PLL input range is [1MHz;16MHz], so everything below 1MHz or above 16MHz is not a valid input.

xhpohanka commented 4 years ago
#define __ASSERT(test, fmt, ...)                                          \
    do {                                                              \
        if (!(test)) {                                            \
            __ASSERT_LOC(test);                               \
            __ASSERT_MSG_INFO(fmt, ##__VA_ARGS__);            \
            __ASSERT_POST_ACTION();                           \
        }                                                         \
    } while (false)

we should assert that we are inside the required range so I think __ASSERT(input_freq >= 1000000UL && input_freq <= 16000000UL, "") would be right. The same applies for control of return value of this function.

lochej commented 4 years ago
#define __ASSERT(test, fmt, ...)                                          \
  do {                                                              \
      if (!(test)) {                                            \
          __ASSERT_LOC(test);                               \
          __ASSERT_MSG_INFO(fmt, ##__VA_ARGS__);            \
          __ASSERT_POST_ACTION();                           \
      }                                                         \
  } while (false)

we should assert that we are inside the required range so I think __ASSERT(input_freq >= 1000000UL && input_freq <= 16000000UL, "") would be right.

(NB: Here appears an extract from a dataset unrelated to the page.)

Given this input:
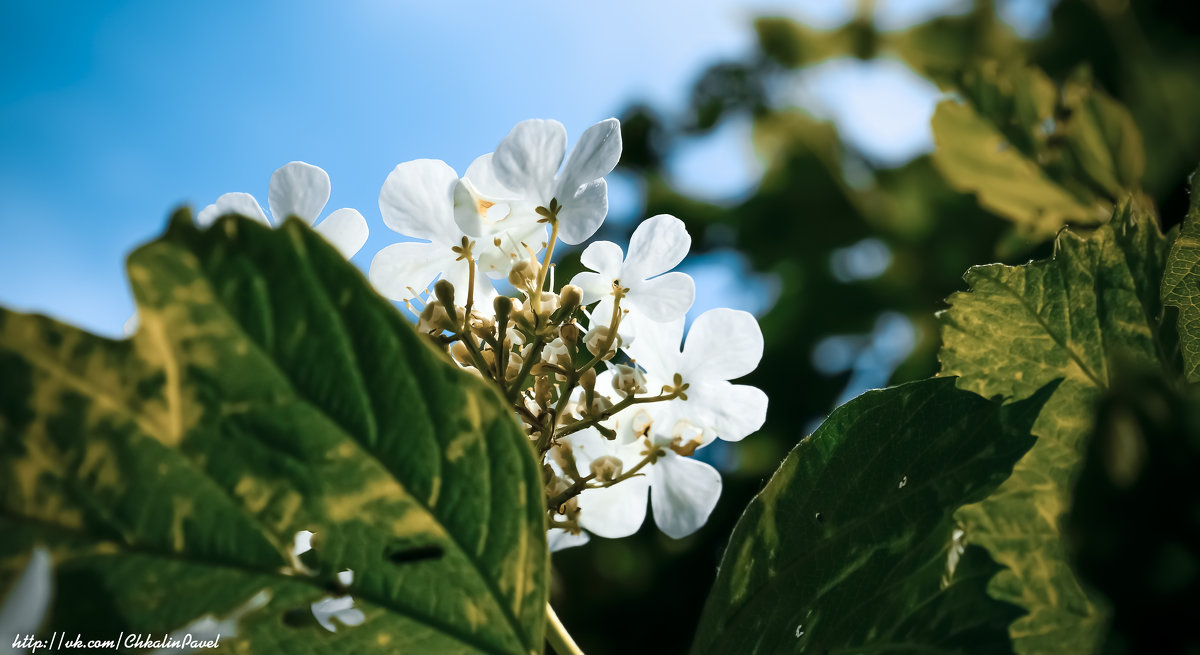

The same applies for control of return value of this function.

You are absolutely right, that's me not knowing how to use assertions 🙃 There also is another assertion:

vco_input_range = get_vco_input_range(
            pllsrc_clock,
            CONFIG_CLOCK_STM32_PLL_M_DIVISOR);

    __ASSERT(vco_input_range == -ERANGE, "PLL VCO input frequency out of range. Should be from 1 to 16 MHz");

that should be changed to:

__ASSERT(vco_input_range != -ERANGE, "PLL VCO input frequency out of range. Should be from 1 to 16 MHz");

I will try to embed this correction in #27213

lochej commented 4 years ago

III. Proposed solution fo further avoiding of clock bugs

It would be useful to calculate the clock settings at compile time and provide compile time asserts if values are not matching. My suggestion would be use of preprocessor (may be tricky) or some python script. What are yours?

@Nukersson Your idea is great and I am trying to implement it using only preprocessor errors. I'm almost done with them and I'll try to provide this detection to #27213 once it is done.

I'm just facing preprocessor errors due to:

#define HSI_VALUE    ((uint32_t)64000000) /*!< Value of the Internal oscillator in Hz*/
#define CSI_VALUE    ((uint32_t)4000000) /*!< Value of the Internal oscillator in Hz*/

Which prevents the preprocessor from doing any comparison from these defines (break with error: missing binary operator before token). Defines should be for it to work:

#define HSI_VALUE    (64000000UL) /*!< Value of the Internal oscillator in Hz*/
#define CSI_VALUE    (4000000UL) /*!< Value of the Internal oscillator in Hz*/

There are no problems with HSE_VALUE as it is redefined by the build system as @erwango told me.